I agree with you up to the "but". Ok, nature decides HOW to deal with it, but it can't do that without the stimulus present. The level of stimulus is even important. But I guess we do agree on one level: all responses require a stimulus, and without the proper machinery to deal with the stimulus, there will be no response.
You can argue both back and forth, but it's easier and more parsimonious to make genetics the uniting feature than to look at stimulus on a case by case feature. What this means is that it is more likely to be central so, according to occam's razor, it should be taken as the correct answer until it is demonstrated incorrect. Of the papers Lanturn has cited, one of them actually backed me up (or at the very least didn't back her up adequately, depending on how you spin it), two of them contradicted each other and the others had a great deal of stats and treatments without really talking about cause, which is the point.
Well, if genes are a
lot more dominant, then fine. But with treatments, it's best to consider every aspect of the disease, or at least every significant aspect. So even if nurture was only 25% responsible for the development of a certain disease, that is still a sizeable proportion and thus ought to be considered.
When treating diseases, it's best to focus on two things: how easy the treatment is and how effective it is. If you look at
one of the papers i cited focusing on treatment of depression, the meds worked just as well as the talk therapy, but the
combination of the two is what worked best. Now, Morm might yell at me for this paper looking at treatment rather than cause, but isn't treatment extremely important in this too? Practically speaking, one of the most important parts of this debate is the implications for treatment. And what this study demonstrates is that a treatment for depression just focusing either on drugs or on feelings is not nearly as good as one that combines them. So while it might not be the simplest treatment, it is the most effective one. And
that is what matters.
EDIT:
It's important when determining and mitigating the formation of mental illness and detrimental/socially crippling personality qualities. If you know the cause you can prevent it.

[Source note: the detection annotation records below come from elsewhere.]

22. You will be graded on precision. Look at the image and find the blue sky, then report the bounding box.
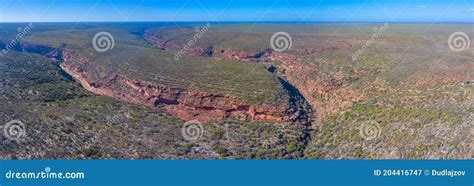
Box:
[0,0,474,22]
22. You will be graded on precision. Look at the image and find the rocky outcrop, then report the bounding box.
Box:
[144,32,358,121]
[61,50,300,122]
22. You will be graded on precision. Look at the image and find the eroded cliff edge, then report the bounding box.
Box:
[17,44,309,125]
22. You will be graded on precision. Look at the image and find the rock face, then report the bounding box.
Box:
[57,50,299,122]
[144,32,357,123]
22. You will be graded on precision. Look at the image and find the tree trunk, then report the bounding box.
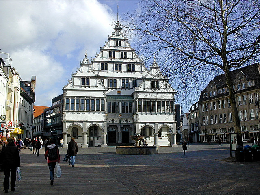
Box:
[225,68,243,147]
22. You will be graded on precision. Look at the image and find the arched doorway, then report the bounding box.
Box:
[107,125,117,145]
[122,127,130,144]
[88,125,103,147]
[141,126,154,138]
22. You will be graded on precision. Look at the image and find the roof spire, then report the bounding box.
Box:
[114,5,122,32]
[116,4,119,21]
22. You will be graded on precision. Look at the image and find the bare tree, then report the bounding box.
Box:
[128,0,260,146]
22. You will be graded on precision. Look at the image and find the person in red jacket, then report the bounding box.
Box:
[45,139,60,185]
[2,138,20,193]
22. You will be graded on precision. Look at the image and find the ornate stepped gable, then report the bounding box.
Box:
[64,21,174,91]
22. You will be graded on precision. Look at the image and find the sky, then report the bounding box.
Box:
[0,0,138,106]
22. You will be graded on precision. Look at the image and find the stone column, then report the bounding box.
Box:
[118,124,122,143]
[154,123,159,146]
[145,126,150,136]
[82,132,88,148]
[172,133,177,147]
[62,132,68,147]
[102,122,107,147]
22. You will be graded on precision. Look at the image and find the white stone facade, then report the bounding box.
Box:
[63,22,176,147]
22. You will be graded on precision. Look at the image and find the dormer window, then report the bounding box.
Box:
[115,64,122,71]
[127,64,135,72]
[109,51,116,58]
[121,51,127,59]
[116,40,121,46]
[151,81,159,89]
[101,63,108,70]
[81,77,89,86]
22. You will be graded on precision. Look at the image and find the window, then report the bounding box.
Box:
[96,99,100,111]
[81,77,89,86]
[122,79,130,89]
[70,98,75,110]
[112,102,119,113]
[166,101,170,113]
[86,99,90,111]
[218,100,221,109]
[127,64,135,72]
[151,81,159,89]
[210,115,214,125]
[115,64,122,71]
[250,109,255,120]
[121,102,127,113]
[129,102,133,113]
[65,98,70,110]
[91,99,95,111]
[109,51,116,58]
[162,101,165,113]
[132,79,137,87]
[80,99,85,110]
[243,95,246,105]
[151,101,156,112]
[157,101,161,113]
[229,112,233,123]
[121,52,127,59]
[108,79,117,88]
[138,100,142,112]
[214,115,218,124]
[238,110,243,121]
[116,40,121,46]
[101,99,105,111]
[71,127,78,139]
[146,101,151,112]
[101,63,108,70]
[223,114,227,123]
[76,98,79,111]
[219,114,222,123]
[107,102,111,113]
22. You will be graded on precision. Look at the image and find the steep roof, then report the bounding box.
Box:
[33,106,49,118]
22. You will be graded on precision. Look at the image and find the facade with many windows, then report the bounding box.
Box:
[190,64,260,141]
[63,22,176,147]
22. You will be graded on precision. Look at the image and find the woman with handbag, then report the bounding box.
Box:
[45,139,60,185]
[2,138,20,193]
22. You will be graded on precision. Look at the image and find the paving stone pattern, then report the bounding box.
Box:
[0,144,260,195]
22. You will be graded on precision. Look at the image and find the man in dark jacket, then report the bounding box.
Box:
[2,138,20,193]
[68,138,78,167]
[45,139,60,185]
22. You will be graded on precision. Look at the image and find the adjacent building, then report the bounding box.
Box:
[0,52,36,139]
[63,22,176,147]
[42,94,63,143]
[190,64,260,141]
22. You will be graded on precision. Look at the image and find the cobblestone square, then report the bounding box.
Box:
[0,144,260,195]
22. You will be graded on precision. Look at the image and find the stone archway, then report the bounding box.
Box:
[121,126,131,144]
[68,125,83,143]
[158,125,172,146]
[88,124,103,147]
[107,125,118,145]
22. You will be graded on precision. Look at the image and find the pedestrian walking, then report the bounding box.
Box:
[218,137,222,146]
[68,138,78,167]
[35,139,42,156]
[2,138,20,193]
[182,141,187,155]
[32,138,36,154]
[45,139,60,185]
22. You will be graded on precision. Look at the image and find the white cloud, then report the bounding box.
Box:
[0,0,115,105]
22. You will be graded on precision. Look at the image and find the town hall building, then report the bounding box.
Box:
[63,21,176,147]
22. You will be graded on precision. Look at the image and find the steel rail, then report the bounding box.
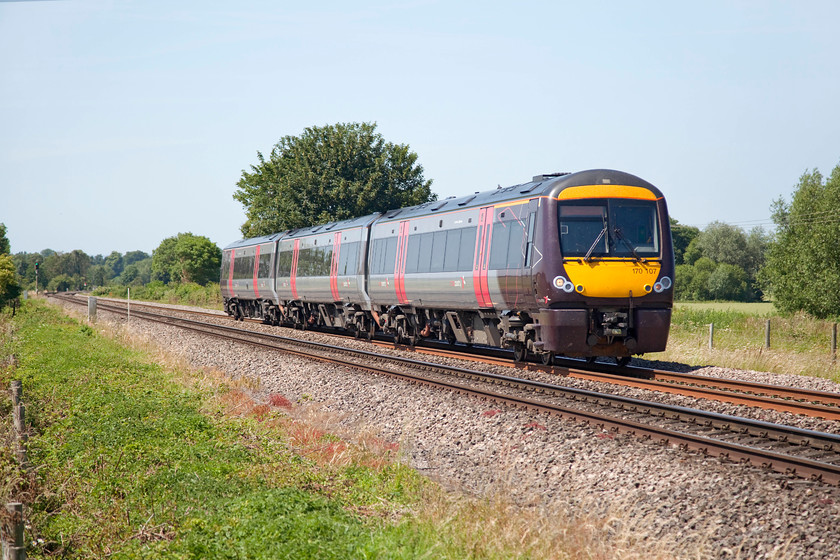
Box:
[55,294,840,484]
[75,300,840,421]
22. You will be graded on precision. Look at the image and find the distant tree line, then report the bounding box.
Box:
[10,233,222,292]
[671,160,840,318]
[671,218,771,301]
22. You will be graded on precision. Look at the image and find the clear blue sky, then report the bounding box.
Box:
[0,0,840,255]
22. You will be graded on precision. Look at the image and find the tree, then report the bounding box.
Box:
[152,233,222,284]
[123,251,149,266]
[0,223,12,255]
[105,251,124,277]
[233,123,437,237]
[762,165,840,318]
[0,254,21,309]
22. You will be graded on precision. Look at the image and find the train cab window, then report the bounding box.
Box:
[560,202,609,257]
[611,200,659,256]
[559,198,659,259]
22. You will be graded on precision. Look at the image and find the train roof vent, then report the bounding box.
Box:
[519,181,542,194]
[531,171,571,183]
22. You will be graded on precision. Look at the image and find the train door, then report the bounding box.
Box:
[330,231,341,302]
[289,239,300,299]
[473,206,493,307]
[394,220,409,304]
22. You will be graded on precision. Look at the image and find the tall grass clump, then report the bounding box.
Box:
[0,301,688,559]
[93,280,223,309]
[656,302,840,381]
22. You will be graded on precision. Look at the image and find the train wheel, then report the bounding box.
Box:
[513,342,528,364]
[540,352,554,366]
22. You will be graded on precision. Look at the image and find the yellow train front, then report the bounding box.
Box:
[532,170,674,364]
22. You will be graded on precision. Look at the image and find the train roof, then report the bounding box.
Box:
[225,169,662,249]
[224,233,283,251]
[372,169,662,222]
[283,213,381,239]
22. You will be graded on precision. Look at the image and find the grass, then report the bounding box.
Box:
[0,300,673,559]
[93,281,223,310]
[645,302,840,382]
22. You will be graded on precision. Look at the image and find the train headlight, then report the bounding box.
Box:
[554,276,575,294]
[653,276,674,294]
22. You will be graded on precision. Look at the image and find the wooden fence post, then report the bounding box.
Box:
[9,379,23,406]
[0,502,26,560]
[10,379,29,469]
[764,319,770,348]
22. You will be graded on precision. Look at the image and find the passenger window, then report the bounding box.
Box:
[259,253,271,278]
[507,220,525,268]
[442,229,462,272]
[417,233,433,272]
[405,234,422,274]
[458,227,476,272]
[429,231,446,272]
[339,241,359,276]
[382,237,397,274]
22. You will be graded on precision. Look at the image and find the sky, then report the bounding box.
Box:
[0,0,840,255]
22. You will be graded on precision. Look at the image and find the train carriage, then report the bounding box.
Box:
[222,170,674,363]
[276,214,378,329]
[221,234,282,317]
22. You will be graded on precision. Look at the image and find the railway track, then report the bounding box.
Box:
[50,298,840,484]
[80,294,840,421]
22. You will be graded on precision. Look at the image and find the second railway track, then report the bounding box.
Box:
[54,294,840,484]
[87,296,840,421]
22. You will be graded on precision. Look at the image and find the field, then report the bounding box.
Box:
[644,302,840,381]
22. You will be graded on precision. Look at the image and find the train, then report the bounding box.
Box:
[220,169,674,365]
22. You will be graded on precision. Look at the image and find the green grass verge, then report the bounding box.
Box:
[0,302,452,558]
[645,302,840,381]
[92,281,223,310]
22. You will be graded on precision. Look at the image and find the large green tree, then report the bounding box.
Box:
[675,222,770,301]
[0,223,12,255]
[233,123,437,237]
[762,165,840,318]
[0,224,21,308]
[153,233,222,284]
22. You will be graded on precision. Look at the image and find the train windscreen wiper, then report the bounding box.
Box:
[583,221,608,262]
[613,227,645,262]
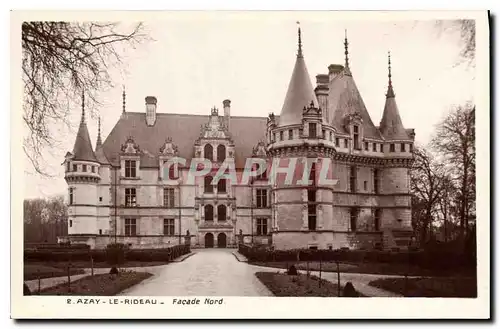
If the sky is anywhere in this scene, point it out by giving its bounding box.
[24,13,475,198]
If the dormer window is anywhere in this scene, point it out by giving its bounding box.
[125,160,137,178]
[309,122,317,138]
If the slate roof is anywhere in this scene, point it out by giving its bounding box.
[328,69,383,139]
[73,119,98,162]
[99,112,267,168]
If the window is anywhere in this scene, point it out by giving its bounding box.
[373,209,382,231]
[257,188,267,208]
[309,162,316,185]
[125,188,137,207]
[203,204,214,222]
[125,160,136,177]
[307,189,316,202]
[217,179,226,193]
[373,169,380,194]
[125,218,137,236]
[349,166,357,193]
[203,176,214,193]
[307,204,316,231]
[350,208,358,232]
[217,144,226,162]
[203,144,214,161]
[163,187,175,208]
[217,204,227,222]
[163,218,175,236]
[353,126,361,150]
[257,218,267,235]
[309,122,317,138]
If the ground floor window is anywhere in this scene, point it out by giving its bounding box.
[125,218,137,236]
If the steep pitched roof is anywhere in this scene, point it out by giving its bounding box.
[278,28,319,126]
[73,98,97,162]
[380,54,411,140]
[328,70,382,139]
[99,112,267,168]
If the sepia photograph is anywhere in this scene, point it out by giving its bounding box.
[11,11,490,318]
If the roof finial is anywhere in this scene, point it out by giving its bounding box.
[344,29,351,75]
[96,116,102,146]
[297,21,302,57]
[122,85,126,113]
[386,51,394,97]
[80,89,85,123]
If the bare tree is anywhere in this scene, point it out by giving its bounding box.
[22,21,146,175]
[410,148,445,243]
[432,104,476,238]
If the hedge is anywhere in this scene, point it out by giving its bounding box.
[24,245,191,262]
[238,244,475,268]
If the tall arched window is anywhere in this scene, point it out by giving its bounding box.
[217,179,226,193]
[203,144,214,161]
[204,176,214,193]
[204,204,214,222]
[217,144,226,162]
[217,204,226,222]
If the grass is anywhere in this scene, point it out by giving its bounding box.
[369,277,477,298]
[25,261,170,269]
[40,271,152,296]
[255,272,362,297]
[249,262,473,276]
[24,263,85,280]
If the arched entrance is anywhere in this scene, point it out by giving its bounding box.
[217,233,227,248]
[205,233,214,248]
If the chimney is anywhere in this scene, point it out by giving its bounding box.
[328,64,344,81]
[146,96,157,126]
[222,99,231,130]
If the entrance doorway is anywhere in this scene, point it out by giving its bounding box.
[217,233,227,248]
[205,233,214,248]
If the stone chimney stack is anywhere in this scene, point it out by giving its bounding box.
[222,99,231,130]
[146,96,157,126]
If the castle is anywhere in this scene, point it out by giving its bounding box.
[60,28,415,249]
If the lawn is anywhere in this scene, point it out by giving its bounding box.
[255,272,362,297]
[370,277,477,298]
[24,263,85,281]
[40,271,152,296]
[249,261,473,276]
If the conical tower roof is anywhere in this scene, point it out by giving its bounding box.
[73,95,97,162]
[278,27,319,126]
[379,53,411,140]
[328,36,382,139]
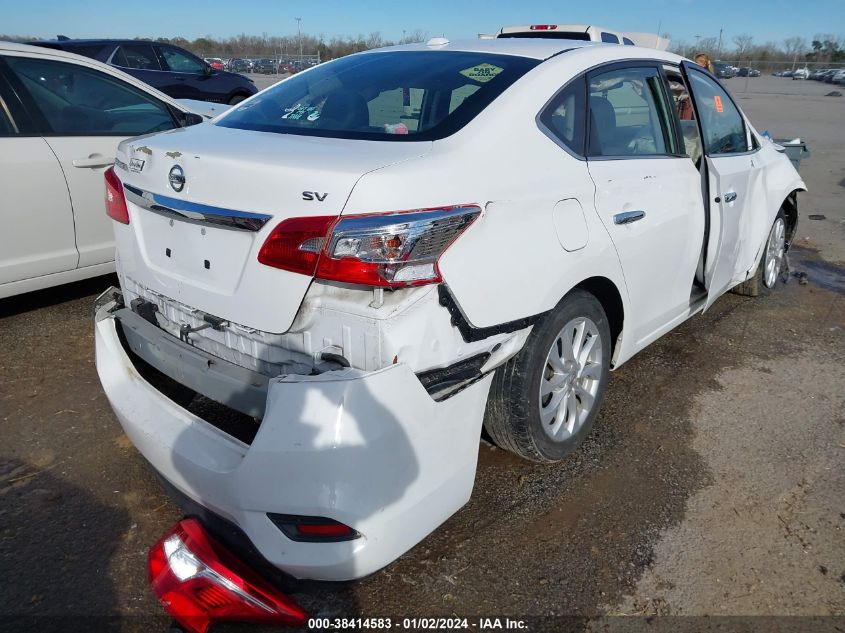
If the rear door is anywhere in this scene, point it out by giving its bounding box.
[0,57,79,286]
[8,57,177,268]
[587,62,704,346]
[683,62,754,309]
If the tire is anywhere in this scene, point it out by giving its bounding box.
[484,289,611,463]
[731,209,786,297]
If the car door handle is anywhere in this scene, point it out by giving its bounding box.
[73,154,114,169]
[613,211,645,224]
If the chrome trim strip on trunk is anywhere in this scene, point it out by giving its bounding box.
[123,183,273,231]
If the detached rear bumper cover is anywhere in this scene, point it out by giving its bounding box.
[96,304,491,580]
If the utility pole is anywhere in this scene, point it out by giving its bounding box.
[294,18,302,70]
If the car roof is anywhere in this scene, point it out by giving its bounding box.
[364,38,680,62]
[26,38,153,46]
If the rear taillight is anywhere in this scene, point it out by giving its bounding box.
[148,519,308,633]
[258,205,481,288]
[258,215,337,275]
[104,167,129,224]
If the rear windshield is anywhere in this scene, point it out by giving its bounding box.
[217,51,539,141]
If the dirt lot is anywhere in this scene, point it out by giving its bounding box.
[0,77,845,632]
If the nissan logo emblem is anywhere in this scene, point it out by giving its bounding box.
[167,165,185,192]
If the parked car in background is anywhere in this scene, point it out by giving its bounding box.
[492,24,669,50]
[713,61,737,79]
[95,39,805,624]
[31,39,258,104]
[227,58,252,73]
[0,42,214,297]
[203,57,226,70]
[252,59,278,75]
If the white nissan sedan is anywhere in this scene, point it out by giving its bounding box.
[96,39,805,580]
[0,42,227,298]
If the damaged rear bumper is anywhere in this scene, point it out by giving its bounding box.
[95,301,491,580]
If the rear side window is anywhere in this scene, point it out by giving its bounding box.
[65,44,106,59]
[540,77,587,156]
[689,70,749,154]
[589,68,672,157]
[6,57,176,136]
[111,44,161,70]
[160,46,205,75]
[0,97,15,136]
[216,51,539,141]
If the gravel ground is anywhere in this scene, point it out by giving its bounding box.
[0,77,845,632]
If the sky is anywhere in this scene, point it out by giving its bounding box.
[0,0,845,47]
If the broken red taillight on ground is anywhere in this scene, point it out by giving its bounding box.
[147,519,308,633]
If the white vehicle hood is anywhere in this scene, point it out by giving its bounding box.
[176,99,232,119]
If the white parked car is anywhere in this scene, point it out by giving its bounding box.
[0,42,226,298]
[96,39,805,592]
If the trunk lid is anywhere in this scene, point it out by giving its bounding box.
[115,124,431,333]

Even if you know the cause, you might not be able to prevent it. For example, one of the popular theories for the development of schizophrenia is that at least some cases are partially due to prenatal viral infections... but you can't exactly prevent viral infections. I mean, you can try to be more hygienic, but that only works up to a point.
Also consider the example of Huntington's: you have the defective huntingtin gene, and you get the disease. You know the cause, but that doesn't do shit for you... you can't exactly eliminate that gene and replace it with a functional copy. At least not yet.
Prevention is an extremely important aspect of medicine, and anything that can be prevented should be prevented. But that shouldn't stop us from also focusing on treatments for things that have evaded preventative methods.
And hell, even some of the nature-focused treatments don't focus on cause necessarily but rather products downstream of the cause. In Parkinson's disease, for example, the cause is the deterioration of the substantia nigra, which releases dopamine. Treatment involves taking L-DOPA, a precursor to dopamine which effectively raises dopamine levels. That's treating a downstream symptom caused by the deterioration of the substantia nigra... and the cause of that is currently unknown. Maybe if we could figure out the cause, we could prevent it, but perhaps it might also be too difficult (it is hypothesized that in some cases, a virus acquired sometime during the patient's life might also play a role in this). A vaccination for the virus might be developed, but if the virus is rapidly-mutating, that might be impossible.
So knowledge of causes is not enough to determine what is effective. It's best to take everything into account and come up with treatments from there.